10.2 Numerical Method for a Stochastic Inverse Problem with Application to Wind Drag Parameterization

Wednesday, 15 January 2020: 1:45 PM
158 (Boston Convention and Exhibition Center)
Kyle Robert Steffen, The Univ. of Texas, Austin, TX; and T. Butler, C. N. Dawson, and D. Estep

Flooding from storm surge and rainfall poses great risk to life and property during severe hurricanes and extratropical cyclones. Predicting such flooding events is an important task, complicated by the complex underlying physical processes. Critical input in computational models of storm surge include the meteorological fields and physical parameters, among them wind speeds, sea ice concentration (in polar regions), bottom and wind drag parameterizations, etc., which are expensive to obtain and quantify, are uncertain, and evolve in time.

In this presentation, we focus on wind drag, of particular importance as it controls the momentum transfer from winds to the water column. In high latitudes, the presence of sea ice can enhance wind momentum transfer under fragmented ice conditions or reduce it under packed ice conditions, thus complicating the choice of wind drag parameterization.

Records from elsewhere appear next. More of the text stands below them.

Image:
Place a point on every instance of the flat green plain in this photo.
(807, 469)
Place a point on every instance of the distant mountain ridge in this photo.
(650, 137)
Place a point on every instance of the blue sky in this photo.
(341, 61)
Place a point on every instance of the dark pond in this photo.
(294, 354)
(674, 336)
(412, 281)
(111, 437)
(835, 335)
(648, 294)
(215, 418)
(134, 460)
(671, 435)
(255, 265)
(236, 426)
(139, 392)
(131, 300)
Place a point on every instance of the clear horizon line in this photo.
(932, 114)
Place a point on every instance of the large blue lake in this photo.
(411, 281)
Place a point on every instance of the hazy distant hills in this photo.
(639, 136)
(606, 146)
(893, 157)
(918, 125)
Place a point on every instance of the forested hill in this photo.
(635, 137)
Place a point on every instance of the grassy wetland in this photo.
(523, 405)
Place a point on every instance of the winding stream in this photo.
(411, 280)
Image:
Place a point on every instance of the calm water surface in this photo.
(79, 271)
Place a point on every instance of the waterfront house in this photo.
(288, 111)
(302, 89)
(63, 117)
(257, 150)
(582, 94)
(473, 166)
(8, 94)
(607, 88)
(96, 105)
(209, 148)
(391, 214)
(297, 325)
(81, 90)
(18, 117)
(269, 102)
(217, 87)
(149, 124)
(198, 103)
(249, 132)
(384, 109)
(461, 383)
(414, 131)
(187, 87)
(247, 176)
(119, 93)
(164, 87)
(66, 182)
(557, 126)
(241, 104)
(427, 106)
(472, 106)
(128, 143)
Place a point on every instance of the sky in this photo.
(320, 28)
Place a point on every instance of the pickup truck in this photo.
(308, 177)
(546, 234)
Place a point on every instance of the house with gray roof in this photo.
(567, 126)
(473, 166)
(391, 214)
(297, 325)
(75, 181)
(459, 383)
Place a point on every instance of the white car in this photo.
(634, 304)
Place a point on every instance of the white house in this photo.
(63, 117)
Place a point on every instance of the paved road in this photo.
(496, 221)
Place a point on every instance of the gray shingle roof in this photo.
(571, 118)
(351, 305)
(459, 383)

First, we will formulate the task of inference and prediction of wind drag parameterization in the setting of a stochastic inverse problem. Then, we will present recent work on the construction, analysis, and implementation of a numerical method for this inverse problem. The proposed method combines feature extraction techniques, to learn the quantities of interest from time series data, with high-fidelity mathematical and computational models, including the ADvanced CIRCulation (ADCIRC) model.